Segundo um comunicado do Comando Regional de Emergência e Proteção Civil (CREPC) do Algarve, as ocorrências foram registadas entre as 12:00 de domingo e as 12:00 de hoje, em vários dos 16 concelhos do distrito de Faro, “sem registo de vítimas”.
As operações envolveram 119 operacionais, apoiados por 47 meios terrestres, em trabalhos de limpeza e desobstrução de vias (oito), movimentos de massa (cinco), queda de estruturas (cinco), acumulação de águas pluviais (três), quedas de árvores (três) e um salvamento terrestre, especificou a Proteção Civil.
“As ocorrências registaram-se em vários municípios da região, e foram todas prontamente resolvidas no âmbito municipal, sem necessidade de reforço externo aos municípios e sem impactos significativos na segurança de pessoas e bens”, lê-se na nota.
A entidade regional do Algarve da Proteção Civil recorda que em virtude da “situação meteorológica adversa” encontram-se ativados os mecanismos de coordenação institucional e operacional, decorrentes da declaração de situação de contingência que vigora até às 23:59 de domingo.
Os municípios de Silves, Monchique, Vila Real de Santo António, Alcoutim e Castro Marim têm ativos os seus planos municipais de Emergência e Proteção civil, estando o concelho de São Brás de Alportel em situação de alerta.
A situação de contingência foi também declarada pelos municípios de Silves, Vila Real de Santo António, Alcoutim e Castro Marim.

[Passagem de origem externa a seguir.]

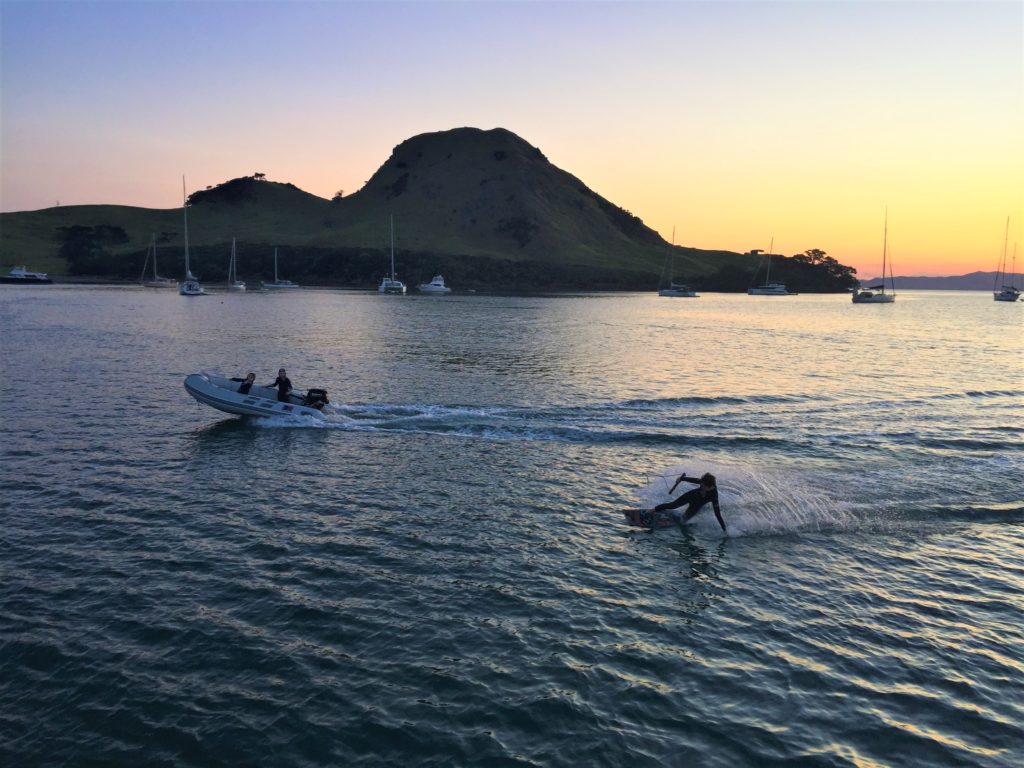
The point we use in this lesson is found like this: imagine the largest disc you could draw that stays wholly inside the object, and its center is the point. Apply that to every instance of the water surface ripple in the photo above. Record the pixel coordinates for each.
(436, 574)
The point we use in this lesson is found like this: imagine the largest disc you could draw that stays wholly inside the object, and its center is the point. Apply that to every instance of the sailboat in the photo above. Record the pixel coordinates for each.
(233, 284)
(157, 281)
(190, 286)
(877, 294)
(435, 286)
(676, 290)
(1005, 292)
(769, 288)
(279, 284)
(391, 285)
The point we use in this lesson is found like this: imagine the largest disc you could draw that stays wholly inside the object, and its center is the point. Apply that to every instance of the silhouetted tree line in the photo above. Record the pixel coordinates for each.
(88, 251)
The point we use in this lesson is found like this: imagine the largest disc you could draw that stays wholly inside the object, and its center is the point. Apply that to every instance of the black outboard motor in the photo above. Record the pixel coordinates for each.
(315, 398)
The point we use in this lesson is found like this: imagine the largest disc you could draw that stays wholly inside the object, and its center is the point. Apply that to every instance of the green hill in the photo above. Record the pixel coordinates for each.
(483, 207)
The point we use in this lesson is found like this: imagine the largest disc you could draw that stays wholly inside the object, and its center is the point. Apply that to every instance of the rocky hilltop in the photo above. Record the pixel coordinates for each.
(483, 206)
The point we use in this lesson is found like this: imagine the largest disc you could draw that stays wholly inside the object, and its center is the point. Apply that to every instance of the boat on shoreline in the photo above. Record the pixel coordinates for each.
(877, 294)
(278, 284)
(157, 281)
(233, 284)
(222, 393)
(391, 285)
(189, 286)
(20, 275)
(1005, 292)
(435, 286)
(769, 288)
(675, 290)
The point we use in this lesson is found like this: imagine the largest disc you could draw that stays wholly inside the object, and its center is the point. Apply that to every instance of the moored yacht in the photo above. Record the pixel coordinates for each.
(769, 288)
(279, 284)
(18, 274)
(391, 285)
(156, 281)
(1006, 293)
(877, 294)
(233, 284)
(434, 286)
(189, 286)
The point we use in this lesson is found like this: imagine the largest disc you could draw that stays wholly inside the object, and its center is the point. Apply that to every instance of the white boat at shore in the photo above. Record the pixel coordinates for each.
(279, 284)
(769, 288)
(1005, 292)
(391, 285)
(189, 286)
(877, 294)
(676, 290)
(157, 281)
(434, 286)
(222, 393)
(233, 284)
(18, 274)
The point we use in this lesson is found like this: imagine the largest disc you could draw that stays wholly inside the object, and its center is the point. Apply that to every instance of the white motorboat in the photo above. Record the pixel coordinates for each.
(222, 393)
(157, 281)
(189, 286)
(769, 289)
(679, 291)
(233, 284)
(22, 275)
(434, 286)
(877, 294)
(391, 285)
(278, 284)
(1011, 292)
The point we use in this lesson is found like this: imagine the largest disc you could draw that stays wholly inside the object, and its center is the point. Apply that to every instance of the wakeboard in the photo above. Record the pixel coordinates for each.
(641, 518)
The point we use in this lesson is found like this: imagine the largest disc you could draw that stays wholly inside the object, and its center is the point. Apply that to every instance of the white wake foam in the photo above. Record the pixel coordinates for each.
(755, 501)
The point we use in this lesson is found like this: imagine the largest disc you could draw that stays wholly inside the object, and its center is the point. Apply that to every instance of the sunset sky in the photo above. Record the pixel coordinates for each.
(732, 122)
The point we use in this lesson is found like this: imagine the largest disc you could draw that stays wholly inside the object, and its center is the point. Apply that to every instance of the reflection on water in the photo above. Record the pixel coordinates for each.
(438, 572)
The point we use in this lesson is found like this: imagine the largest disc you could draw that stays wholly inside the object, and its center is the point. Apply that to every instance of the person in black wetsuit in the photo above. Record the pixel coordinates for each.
(284, 385)
(707, 491)
(245, 386)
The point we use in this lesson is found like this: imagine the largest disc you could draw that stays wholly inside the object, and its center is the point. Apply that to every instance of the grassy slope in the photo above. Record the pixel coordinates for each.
(464, 192)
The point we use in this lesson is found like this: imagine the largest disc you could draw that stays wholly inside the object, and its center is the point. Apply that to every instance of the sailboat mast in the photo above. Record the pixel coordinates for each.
(392, 247)
(885, 250)
(184, 209)
(1000, 272)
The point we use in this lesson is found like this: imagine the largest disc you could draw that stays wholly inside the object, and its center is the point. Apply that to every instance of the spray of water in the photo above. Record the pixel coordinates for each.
(755, 501)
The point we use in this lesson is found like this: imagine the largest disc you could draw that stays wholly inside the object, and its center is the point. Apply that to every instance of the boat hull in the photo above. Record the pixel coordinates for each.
(772, 289)
(221, 393)
(26, 281)
(873, 298)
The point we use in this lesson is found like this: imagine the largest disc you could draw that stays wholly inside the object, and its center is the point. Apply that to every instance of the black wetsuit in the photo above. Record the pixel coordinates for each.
(695, 499)
(284, 385)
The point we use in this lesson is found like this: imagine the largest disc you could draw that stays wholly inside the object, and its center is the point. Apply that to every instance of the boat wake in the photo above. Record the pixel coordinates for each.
(760, 502)
(756, 502)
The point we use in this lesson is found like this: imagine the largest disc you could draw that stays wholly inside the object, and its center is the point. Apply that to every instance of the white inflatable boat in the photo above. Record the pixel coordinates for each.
(222, 393)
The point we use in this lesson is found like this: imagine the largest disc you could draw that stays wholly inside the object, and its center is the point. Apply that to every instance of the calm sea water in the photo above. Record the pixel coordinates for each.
(437, 574)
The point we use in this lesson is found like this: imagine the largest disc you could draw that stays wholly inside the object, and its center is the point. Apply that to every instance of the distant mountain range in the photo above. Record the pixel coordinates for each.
(972, 282)
(483, 207)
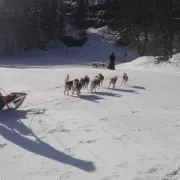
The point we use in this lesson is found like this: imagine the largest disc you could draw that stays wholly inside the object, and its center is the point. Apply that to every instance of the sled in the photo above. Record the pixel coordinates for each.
(99, 65)
(12, 101)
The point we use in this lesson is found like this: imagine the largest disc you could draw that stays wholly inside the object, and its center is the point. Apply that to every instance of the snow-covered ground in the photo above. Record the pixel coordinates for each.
(127, 133)
(130, 132)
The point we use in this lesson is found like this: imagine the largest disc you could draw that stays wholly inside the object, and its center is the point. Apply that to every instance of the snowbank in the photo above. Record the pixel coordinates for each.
(105, 32)
(151, 63)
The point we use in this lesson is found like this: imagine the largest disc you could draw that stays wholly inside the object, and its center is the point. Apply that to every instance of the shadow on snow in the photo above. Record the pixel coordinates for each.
(13, 130)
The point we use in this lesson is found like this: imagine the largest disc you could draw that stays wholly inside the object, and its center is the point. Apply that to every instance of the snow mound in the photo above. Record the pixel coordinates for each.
(151, 63)
(105, 32)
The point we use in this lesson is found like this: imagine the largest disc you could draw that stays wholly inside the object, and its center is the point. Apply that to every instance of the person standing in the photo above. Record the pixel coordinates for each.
(111, 64)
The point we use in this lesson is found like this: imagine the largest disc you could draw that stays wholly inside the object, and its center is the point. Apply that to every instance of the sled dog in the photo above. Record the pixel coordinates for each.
(85, 81)
(95, 83)
(76, 87)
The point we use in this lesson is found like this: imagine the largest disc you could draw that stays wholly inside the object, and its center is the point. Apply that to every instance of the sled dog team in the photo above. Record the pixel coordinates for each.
(77, 85)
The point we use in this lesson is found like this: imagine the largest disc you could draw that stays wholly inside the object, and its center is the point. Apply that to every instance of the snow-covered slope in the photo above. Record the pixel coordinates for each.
(151, 63)
(97, 49)
(130, 132)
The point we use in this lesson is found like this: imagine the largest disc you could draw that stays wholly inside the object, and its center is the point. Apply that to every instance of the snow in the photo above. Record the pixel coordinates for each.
(151, 63)
(104, 32)
(131, 132)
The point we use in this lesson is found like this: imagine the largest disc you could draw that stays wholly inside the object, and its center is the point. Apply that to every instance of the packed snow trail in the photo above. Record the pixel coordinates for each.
(127, 133)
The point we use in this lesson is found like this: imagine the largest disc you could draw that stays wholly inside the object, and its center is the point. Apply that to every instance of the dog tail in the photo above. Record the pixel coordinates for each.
(67, 78)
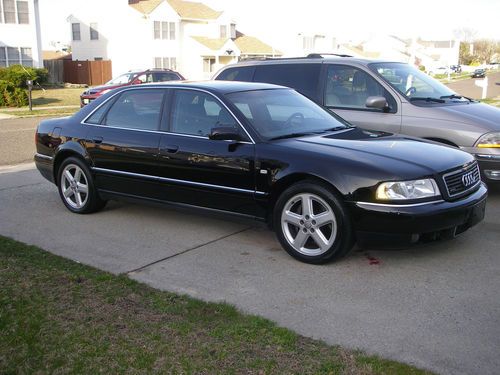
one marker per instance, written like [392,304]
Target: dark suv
[387,96]
[130,78]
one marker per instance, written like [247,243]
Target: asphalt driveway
[435,306]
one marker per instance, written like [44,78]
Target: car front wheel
[312,224]
[76,187]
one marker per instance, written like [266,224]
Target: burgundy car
[130,78]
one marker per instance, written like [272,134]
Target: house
[431,54]
[186,36]
[20,41]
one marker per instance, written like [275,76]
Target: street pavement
[17,139]
[468,88]
[435,306]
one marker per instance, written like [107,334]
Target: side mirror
[224,133]
[378,102]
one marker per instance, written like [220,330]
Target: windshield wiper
[455,96]
[428,99]
[291,135]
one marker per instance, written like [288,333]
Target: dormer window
[233,31]
[223,31]
[164,30]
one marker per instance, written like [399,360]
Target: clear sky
[279,21]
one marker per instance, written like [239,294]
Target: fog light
[492,175]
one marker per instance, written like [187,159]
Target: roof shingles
[185,9]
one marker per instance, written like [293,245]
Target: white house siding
[24,35]
[126,37]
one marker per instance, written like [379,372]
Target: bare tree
[485,49]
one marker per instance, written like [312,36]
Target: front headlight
[489,140]
[407,190]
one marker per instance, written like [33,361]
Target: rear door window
[349,87]
[136,109]
[302,77]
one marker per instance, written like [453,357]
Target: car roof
[221,87]
[313,59]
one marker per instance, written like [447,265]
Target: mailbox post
[29,83]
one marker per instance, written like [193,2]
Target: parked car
[479,73]
[263,152]
[386,96]
[130,78]
[440,70]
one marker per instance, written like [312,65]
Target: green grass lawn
[50,100]
[56,97]
[58,316]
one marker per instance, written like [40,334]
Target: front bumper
[490,167]
[412,223]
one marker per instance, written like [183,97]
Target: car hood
[397,155]
[480,115]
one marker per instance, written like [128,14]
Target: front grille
[463,180]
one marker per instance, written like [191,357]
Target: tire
[320,234]
[76,187]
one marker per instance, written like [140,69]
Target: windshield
[121,80]
[414,84]
[284,113]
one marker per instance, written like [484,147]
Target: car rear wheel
[312,224]
[76,187]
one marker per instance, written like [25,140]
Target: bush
[12,96]
[18,75]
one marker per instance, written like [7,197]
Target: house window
[166,63]
[75,30]
[208,64]
[157,32]
[233,31]
[164,30]
[14,55]
[223,31]
[94,34]
[3,57]
[23,12]
[171,26]
[26,58]
[9,11]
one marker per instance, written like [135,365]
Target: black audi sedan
[263,152]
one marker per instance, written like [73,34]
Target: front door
[199,171]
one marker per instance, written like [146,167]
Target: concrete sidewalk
[434,306]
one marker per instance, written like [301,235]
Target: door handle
[172,149]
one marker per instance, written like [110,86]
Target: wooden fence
[87,72]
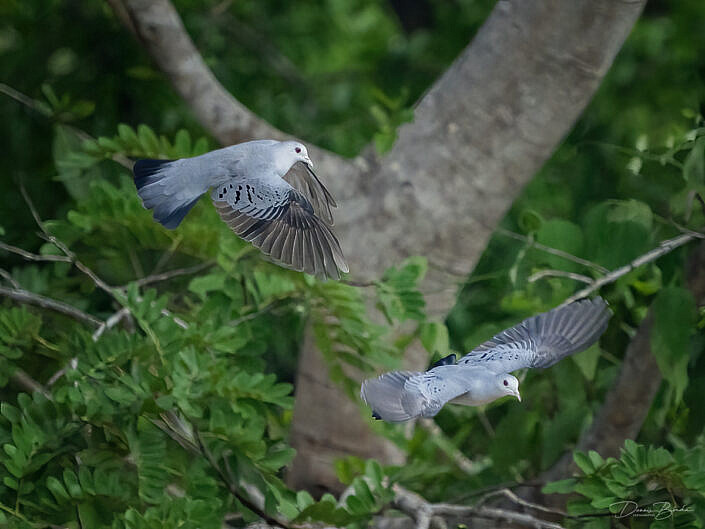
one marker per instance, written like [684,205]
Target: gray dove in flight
[264,190]
[482,375]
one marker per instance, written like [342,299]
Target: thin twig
[520,501]
[559,273]
[233,488]
[73,364]
[552,251]
[24,99]
[24,296]
[423,512]
[463,463]
[662,249]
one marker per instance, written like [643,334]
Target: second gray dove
[482,375]
[266,192]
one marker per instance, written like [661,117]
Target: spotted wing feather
[543,340]
[283,225]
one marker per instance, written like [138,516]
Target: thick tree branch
[478,137]
[662,249]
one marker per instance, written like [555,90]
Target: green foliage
[667,487]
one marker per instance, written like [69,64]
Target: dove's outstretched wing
[399,396]
[305,181]
[281,222]
[543,340]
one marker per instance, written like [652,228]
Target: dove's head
[509,385]
[290,152]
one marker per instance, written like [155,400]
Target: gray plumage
[265,190]
[482,375]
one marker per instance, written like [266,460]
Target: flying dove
[265,191]
[482,375]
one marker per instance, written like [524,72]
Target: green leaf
[434,336]
[617,231]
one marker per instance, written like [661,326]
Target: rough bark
[479,135]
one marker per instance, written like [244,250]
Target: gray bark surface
[479,135]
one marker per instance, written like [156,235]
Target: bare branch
[24,296]
[423,512]
[629,399]
[233,488]
[61,246]
[553,251]
[471,468]
[663,248]
[33,256]
[522,502]
[24,99]
[73,364]
[8,277]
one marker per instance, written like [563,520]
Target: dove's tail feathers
[570,329]
[160,186]
[393,396]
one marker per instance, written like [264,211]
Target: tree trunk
[482,131]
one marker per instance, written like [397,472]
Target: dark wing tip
[296,239]
[445,361]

Os planos preveem o pré-posicionamento de equipas de intervenção, o condicionamento de vias municipais suscetíveis de risco, o encerramento de estabelecimentos escolares e suspensão de transportes escolares.
Face às condições meteorológicas adversas previstas para os próximos dias caracterizadas por precipitação, vento forte e agitação marítima, o dispositivo regional de Proteção Civil “mantém-se em estado de prontidão máxima, assegurando a monitorização contínua da situação e a pronta resposta a eventuais ocorrências”, conclui o CREPC do Algarve.
Quinze pessoas morreram em Portugal desde 28 de janeiro na sequência da passagem das depressões Kristin, Leonardo e Marta, que provocaram também muitas centenas de feridos e desalojados.
A destruição total ou parcial de casas, empresas e equipamentos, a queda de árvores e de estruturas, o fecho de estradas, escolas e serviços de transporte, e o corte de energia, água e comunicações, inundações e cheias são as principais consequências materiais do temporal.
As regiões Centro, Lisboa e Vale do Tejo e Alentejo são as mais afetadas.
O Governo prolongou a situação de calamidade até ao dia 15 para 68 concelhos e anunciou medidas de apoio até 2,5 mil milhões de euros.